Black holes, while fascinating, are hardly a new discovery - but a black hole spinning at one of the highest speeds ever, according to the Hindustan Times, is a completely different story - especially when there have only ever been four others like it.

In 2016, India's first dedicated astronomy satellite, the AstroSat, spotted a black hole in the binary star system called 4U 1630-47, which is bursting out X-rays that astronomers found unusual.

NASA's Chandra X-Ray Observatory later confirmed the outburst.

Those X-rays were caused by gas and dust falling into the black hole, which is about 10 times the mass of the Sun, and they revealed to researchers that the object is spinning very, very rapidly.

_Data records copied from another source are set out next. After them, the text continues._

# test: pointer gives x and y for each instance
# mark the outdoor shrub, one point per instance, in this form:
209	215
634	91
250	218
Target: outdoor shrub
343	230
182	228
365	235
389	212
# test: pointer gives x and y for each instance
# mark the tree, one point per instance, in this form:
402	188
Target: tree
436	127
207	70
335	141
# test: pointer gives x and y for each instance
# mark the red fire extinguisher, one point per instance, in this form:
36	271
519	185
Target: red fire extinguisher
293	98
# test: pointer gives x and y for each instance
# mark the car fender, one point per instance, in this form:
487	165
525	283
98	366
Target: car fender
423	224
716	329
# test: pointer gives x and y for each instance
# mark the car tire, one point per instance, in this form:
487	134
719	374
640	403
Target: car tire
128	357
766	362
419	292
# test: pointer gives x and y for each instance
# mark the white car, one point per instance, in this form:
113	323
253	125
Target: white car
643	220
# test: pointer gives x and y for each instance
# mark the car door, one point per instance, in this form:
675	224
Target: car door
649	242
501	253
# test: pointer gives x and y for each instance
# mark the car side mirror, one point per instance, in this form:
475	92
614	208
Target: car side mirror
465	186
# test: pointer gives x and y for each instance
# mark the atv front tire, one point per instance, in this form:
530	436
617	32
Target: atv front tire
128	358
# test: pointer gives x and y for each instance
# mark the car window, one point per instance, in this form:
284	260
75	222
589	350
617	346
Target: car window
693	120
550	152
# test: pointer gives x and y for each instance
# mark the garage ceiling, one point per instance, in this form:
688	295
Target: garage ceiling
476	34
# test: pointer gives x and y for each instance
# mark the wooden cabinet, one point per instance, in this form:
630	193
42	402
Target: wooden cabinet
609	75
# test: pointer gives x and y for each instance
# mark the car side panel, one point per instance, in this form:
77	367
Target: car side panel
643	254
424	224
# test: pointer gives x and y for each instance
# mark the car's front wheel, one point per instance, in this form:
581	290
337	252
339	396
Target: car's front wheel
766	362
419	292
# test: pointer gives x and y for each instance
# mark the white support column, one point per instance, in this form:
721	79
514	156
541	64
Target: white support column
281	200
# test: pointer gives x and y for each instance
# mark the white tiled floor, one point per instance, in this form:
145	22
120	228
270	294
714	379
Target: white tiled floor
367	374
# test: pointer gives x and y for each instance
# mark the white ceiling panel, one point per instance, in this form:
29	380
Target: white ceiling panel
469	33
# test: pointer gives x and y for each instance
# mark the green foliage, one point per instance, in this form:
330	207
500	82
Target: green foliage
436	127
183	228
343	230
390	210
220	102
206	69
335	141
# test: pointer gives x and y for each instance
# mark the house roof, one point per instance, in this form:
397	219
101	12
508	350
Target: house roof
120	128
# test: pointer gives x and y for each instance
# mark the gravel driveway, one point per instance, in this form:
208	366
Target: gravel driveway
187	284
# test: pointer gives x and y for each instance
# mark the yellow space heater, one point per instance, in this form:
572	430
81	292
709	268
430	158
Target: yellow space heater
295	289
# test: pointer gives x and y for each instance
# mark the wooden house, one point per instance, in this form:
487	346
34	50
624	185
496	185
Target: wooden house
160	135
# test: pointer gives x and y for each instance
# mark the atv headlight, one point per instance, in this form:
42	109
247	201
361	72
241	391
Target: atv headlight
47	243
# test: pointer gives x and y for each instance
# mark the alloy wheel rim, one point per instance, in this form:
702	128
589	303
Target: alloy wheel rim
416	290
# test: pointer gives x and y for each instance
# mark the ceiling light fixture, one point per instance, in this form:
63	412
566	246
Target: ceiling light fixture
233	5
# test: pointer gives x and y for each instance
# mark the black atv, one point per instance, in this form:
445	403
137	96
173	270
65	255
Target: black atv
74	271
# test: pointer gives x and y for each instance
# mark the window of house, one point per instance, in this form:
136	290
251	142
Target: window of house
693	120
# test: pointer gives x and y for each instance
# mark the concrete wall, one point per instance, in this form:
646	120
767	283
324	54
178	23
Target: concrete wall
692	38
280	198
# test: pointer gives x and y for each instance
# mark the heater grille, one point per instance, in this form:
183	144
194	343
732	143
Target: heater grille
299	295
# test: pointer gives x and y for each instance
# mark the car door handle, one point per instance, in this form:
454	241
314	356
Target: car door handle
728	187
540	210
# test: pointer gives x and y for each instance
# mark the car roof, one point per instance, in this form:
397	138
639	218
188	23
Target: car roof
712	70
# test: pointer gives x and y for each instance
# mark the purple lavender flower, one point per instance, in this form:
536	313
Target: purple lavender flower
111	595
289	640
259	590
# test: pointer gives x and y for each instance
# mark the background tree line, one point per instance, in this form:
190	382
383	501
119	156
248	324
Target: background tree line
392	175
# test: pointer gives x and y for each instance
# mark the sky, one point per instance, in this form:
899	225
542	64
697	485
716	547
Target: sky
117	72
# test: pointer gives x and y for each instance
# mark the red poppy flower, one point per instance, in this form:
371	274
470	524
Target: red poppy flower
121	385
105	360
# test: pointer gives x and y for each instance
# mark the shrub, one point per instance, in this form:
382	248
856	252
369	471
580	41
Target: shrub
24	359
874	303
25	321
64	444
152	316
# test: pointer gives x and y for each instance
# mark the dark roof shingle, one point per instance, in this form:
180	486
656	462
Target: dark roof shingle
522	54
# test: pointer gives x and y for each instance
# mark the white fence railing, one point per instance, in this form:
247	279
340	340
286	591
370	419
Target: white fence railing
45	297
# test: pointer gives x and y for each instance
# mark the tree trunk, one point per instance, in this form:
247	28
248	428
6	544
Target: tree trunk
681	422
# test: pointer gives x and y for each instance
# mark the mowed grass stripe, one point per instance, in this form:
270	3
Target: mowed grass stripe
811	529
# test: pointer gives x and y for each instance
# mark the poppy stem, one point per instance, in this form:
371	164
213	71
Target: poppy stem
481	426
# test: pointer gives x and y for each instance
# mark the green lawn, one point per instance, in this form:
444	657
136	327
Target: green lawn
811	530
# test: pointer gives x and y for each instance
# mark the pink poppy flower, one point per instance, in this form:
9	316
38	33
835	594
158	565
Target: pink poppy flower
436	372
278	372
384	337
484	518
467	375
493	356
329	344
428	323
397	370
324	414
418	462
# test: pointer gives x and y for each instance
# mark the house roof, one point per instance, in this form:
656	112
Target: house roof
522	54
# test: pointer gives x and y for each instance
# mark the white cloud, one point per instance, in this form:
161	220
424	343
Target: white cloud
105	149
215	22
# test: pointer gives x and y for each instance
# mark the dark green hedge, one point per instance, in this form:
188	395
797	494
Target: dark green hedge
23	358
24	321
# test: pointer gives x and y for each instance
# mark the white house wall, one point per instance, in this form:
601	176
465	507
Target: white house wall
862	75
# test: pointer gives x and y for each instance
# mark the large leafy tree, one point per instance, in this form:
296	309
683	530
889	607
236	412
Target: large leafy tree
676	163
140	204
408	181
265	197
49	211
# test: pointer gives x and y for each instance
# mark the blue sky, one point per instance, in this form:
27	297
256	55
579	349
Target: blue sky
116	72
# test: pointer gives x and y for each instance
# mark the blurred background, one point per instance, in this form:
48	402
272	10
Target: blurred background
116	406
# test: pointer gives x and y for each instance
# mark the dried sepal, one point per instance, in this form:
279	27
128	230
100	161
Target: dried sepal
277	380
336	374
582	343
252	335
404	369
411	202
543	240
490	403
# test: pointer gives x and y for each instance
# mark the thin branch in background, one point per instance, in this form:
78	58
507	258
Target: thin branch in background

In fact, according to NASA this particular black hole is spinning very close to the limit set by Albert Einstein's theory of relativity, according to Rodrigo Nemmen, the lead author on the research paper. That means it is spinning close to the speed of light.

Currently, scientists only have two ways of measuring black holes - either by their mass or by their spin rate. A spin rate can be anywhere between 0 and 1: this black hole was spinning at the rate of 0.9.

Einstein's theory further implies that if a black hole is spinning that fast, then it is capable of making space itself rotate.

In fact, if the conditions around black holes are hypothesised to be correct, then the high spin rate coupled with the gaseous elements entering the black hole and high temperatures, could be the key to understanding how galaxies are formed.

Including the black hole discovered by the AstroSat, there are only five black holes that have accurately measured high spin rates. Even if you're not taking spin rates into account, this black hole is one of only 20 others that have been spotted in the Milky Way galaxy.

The Indian Space Research Organisation's (ISRO) AstroSat along with the National Aeronautics and Space Administration's (NASA) Chandra X-Ray Observatory have confirmed the speed of the spinning black hole.

The study was conducted by researchers from multiple institutions led by the Tata Institute of Fundamental Research (TIFR) and has been accepted for publication in The Astrophysical Journal.